Crosby voted MVP of NHL
One of his three awards
Wednesday, June 25, 2014
Seven years after Sidney Crosby won his first Hart Trophy, the Pittsburgh captain has been recognized as the NHL’s best once again.
Crosby won the NHL’s most valuable player award for the second time Tuesday night at the league’s postseason awards ceremony in Las Vegas.
After his first full season without major injuries since 2010, the Penguins’ 26-year-old center cleaned up at the NHL’s awards show to cap a fruitful year that included a second gold medal as Canada’s captain at the Sochi Olympics. Crosby also collected the Art Ross Trophy as the league scoring champion and the Ted Lindsay Award as the players’ choice for the NHL’s most outstanding player.

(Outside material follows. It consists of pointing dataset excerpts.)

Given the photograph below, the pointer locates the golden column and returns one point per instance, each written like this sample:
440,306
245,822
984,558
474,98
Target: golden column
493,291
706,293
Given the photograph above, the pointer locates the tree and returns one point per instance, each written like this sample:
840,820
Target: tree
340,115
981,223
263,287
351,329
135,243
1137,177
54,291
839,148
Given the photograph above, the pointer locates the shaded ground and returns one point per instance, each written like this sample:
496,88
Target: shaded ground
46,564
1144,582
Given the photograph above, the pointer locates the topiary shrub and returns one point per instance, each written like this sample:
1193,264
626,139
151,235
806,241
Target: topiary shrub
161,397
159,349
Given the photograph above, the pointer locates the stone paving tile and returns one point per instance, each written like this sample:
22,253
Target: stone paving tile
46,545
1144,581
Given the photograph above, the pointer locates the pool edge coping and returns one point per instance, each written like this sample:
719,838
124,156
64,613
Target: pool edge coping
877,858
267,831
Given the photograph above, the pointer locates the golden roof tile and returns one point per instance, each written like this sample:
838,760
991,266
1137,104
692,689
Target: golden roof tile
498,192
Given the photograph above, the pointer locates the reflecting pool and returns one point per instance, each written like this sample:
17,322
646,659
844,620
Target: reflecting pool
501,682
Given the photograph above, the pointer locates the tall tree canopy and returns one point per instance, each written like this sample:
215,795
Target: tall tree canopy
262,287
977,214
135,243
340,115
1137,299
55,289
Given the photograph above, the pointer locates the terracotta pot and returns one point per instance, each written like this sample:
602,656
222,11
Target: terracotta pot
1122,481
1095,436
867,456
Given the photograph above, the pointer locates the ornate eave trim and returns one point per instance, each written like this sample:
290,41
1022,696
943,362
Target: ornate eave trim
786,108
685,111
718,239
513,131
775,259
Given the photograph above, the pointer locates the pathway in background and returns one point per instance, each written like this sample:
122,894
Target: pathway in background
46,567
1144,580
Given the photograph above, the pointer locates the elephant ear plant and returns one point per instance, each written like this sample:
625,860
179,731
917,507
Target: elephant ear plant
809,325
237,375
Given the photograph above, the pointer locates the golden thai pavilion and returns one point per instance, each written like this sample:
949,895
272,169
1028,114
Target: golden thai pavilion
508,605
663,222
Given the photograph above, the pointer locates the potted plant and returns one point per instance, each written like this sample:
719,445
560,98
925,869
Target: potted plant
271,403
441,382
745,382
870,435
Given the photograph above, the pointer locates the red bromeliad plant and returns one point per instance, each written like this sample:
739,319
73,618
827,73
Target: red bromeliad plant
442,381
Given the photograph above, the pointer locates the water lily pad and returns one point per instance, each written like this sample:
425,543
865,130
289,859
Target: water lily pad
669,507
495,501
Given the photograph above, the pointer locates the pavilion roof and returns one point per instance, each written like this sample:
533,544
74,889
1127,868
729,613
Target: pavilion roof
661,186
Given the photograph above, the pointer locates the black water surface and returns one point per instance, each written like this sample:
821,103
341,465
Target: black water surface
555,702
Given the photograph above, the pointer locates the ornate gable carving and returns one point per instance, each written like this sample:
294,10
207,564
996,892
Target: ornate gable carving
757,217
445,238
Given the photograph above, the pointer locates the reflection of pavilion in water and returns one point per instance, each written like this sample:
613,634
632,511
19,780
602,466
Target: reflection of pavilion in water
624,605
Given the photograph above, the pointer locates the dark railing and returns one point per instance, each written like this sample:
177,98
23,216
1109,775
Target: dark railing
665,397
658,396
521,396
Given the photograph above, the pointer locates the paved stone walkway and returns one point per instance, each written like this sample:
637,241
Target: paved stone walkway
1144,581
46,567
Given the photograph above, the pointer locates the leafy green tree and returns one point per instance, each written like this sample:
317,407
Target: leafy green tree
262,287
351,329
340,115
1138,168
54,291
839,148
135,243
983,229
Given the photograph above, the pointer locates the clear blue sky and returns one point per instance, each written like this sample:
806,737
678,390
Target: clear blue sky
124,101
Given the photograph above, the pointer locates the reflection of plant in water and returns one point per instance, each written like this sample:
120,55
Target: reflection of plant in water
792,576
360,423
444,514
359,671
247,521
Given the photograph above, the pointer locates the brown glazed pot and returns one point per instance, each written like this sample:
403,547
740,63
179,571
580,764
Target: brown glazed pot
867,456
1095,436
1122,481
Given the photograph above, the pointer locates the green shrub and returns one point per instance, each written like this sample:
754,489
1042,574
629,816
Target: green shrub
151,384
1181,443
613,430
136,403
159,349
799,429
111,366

In a modest acceptance speech, Crosby thanked his teammates and family.
“I appreciate all the sacrifices you’ve made to allow me to play the game I love every day,” Crosby said.
Crosby won his second NHL scoring title with 104 points, including 68 assists in his fifth career 100-point season. Crosby scored in 60 of his 80 games, never going more than two games without a point for the Metropolitan Division champion Penguins.
Crosby hadn’t won the Hart Trophy since 2007, when he led the NHL in scoring as a 19-year-old prodigy. This time around, Sid the Kid handily beat out Anaheim captain Ryan Getzlaf and Philadelphia captain Claude Giroux, receiving 128 of the 137 first-place votes from a panel of hockey writers. Getzlaf finished second.
“You play for the big one that the Kings have here tonight, but this is definitely nice,” Crosby told the NHL Network, referring to the Los Angeles Kings’ Stanley Cup title.
Crosby was particularly honored by his second straight Ted Lindsay Award. Crosby received the Lindsay from his fellow players last season, but was beaten out by Washington’s Alex Ovechkin for the Hart.
“Those are the guys that you compete against every night,” Crosby said. “Knowing that and being selected, it’s an honor and a compliment, so I definitely appreciate it.”
Boston goalie Tuukka Rask won the Vezina Trophy, and Bruins teammate Patrice Bergeron won his second Selke Trophy as the NHL’s best defensive forward. Chicago’s Duncan Keith won his second Norris Trophy as the league’s top defenseman.
Colorado coach Patrick Roy won the Adams Award, while Avalanche forward Nathan MacKinnon became the youngest player to win the Calder Trophy as the NHL’s top rookie.